Ну ты, со своим пузом! Не пытайся въехать в нашу семью на одном языке, раздуваясь какой-то притворной, точнее, рукотворной беременностью! Эльса смотрит мне в глаза. Прости, думаю я. Прости меня, сестра! Я — не то, что я есть, а то, чем я стал.

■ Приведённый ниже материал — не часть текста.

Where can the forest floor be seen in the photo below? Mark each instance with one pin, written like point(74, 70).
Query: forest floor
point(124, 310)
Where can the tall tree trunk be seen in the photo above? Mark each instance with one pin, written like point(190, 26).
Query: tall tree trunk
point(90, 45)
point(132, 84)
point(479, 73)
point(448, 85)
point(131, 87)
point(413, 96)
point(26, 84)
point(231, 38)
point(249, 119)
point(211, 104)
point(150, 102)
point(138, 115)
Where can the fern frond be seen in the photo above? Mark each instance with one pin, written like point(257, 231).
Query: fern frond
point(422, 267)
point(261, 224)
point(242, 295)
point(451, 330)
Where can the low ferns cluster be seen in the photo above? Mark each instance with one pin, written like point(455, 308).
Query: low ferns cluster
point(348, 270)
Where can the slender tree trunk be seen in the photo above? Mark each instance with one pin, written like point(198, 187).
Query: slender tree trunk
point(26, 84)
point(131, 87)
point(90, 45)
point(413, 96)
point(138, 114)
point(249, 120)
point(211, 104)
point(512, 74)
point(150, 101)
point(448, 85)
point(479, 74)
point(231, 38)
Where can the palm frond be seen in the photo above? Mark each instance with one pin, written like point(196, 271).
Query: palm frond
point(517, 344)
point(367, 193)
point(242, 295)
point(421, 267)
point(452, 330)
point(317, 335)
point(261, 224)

Я стою на краю могилы. Да, именно это лучше всего передает мое состояние. После семнадцати часов на экстази. Мое «э» скоро отнимет у меня всю «нергию». Вещество мало-помалу растворяется в теле, но не исчезает. Оно всегда будет во мне. Да, да, с наркотиками, будь они неладны, именно так. Поэтому после них похмелья не бывает. Иное дело — алкоголь. Там все испаряется из тебя, да еще с такой жуткой голово-ломкой. А наркотики никуда не испаряются. Поэтому у кокаинщиков с годами лица становятся как будто присыпанные мукой. Поэтому у коноплистов глаза такие продымленные. Поэтому от героинщиков так воняет: они своими шприцами проткнули в душе столько дырок, что она стала как решето, и через него сливается вся дрянь, которая течет сквозь мир, и из дырок исходит вонь. И поэтому наш брат — экстазийщики, иод конец становимся такими монолитными. Но я еще не нашпигован до отказа. Это всего лишь таблетка номер семь или восемь.